When metal is cut in a two dimensional cutting operation the total energy will be consumed in the following ways:

1] As shear energy per unit volume Es on the shear plane.

2] As friction energy per unit volume Ef on the tool face.

3] As surface energy per unit volume required for the formation of new surface area.

4] As kinetic energy per unit volume required to accelerate the chip.

5] As chip curl energy Ec per unit volume required to curl the otherwise straight chip.

It is observed that, in a typical cutting operation En and Em almost negligible which Ec is less than 5 percent. Therefore, the total energy per unit volume is assumed to be made up only of Es and Ef.

$\therefore E=$ Total Energy $=E_{s}+E_{f}$

Between the two, Es is about 75 of the total energy.
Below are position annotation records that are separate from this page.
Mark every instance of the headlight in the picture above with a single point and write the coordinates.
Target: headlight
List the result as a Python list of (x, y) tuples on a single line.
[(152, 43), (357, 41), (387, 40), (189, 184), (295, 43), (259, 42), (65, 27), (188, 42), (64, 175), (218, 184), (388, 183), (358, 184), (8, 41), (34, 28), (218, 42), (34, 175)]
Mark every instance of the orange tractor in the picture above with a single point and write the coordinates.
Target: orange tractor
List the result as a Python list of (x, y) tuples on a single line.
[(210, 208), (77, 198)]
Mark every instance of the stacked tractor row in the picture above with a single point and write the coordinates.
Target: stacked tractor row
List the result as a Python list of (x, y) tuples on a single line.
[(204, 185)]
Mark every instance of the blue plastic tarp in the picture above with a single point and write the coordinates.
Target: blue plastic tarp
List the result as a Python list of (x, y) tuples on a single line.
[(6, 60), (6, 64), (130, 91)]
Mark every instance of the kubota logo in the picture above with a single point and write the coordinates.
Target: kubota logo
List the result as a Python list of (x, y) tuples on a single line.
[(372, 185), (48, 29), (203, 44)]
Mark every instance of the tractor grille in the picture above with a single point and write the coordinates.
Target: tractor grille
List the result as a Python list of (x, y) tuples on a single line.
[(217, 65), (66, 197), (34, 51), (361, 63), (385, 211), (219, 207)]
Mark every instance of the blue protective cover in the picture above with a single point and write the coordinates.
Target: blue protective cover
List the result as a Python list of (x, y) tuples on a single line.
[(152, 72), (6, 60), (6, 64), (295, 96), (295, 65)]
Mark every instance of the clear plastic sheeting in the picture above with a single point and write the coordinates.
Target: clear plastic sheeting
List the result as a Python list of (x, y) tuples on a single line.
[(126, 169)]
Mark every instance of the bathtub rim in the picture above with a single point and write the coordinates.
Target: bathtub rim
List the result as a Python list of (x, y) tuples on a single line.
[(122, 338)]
The values of Es and Ef can be calculated from the following relationships.

$E_{s}=\frac{F_{s} \cdot V_{s}}{b . t . V}=\frac{F_{s} \cdot c o s \gamma}{A_{s} \cdot \sin \emptyset . \cos (\emptyset-\gamma)}=\tau . \epsilon$

$E_{f}=\frac{F_{s} \cdot V_{F}}{b \cdot t \cdot V}=\frac{F_{s} \cdot r_{c}}{b \cdot t}$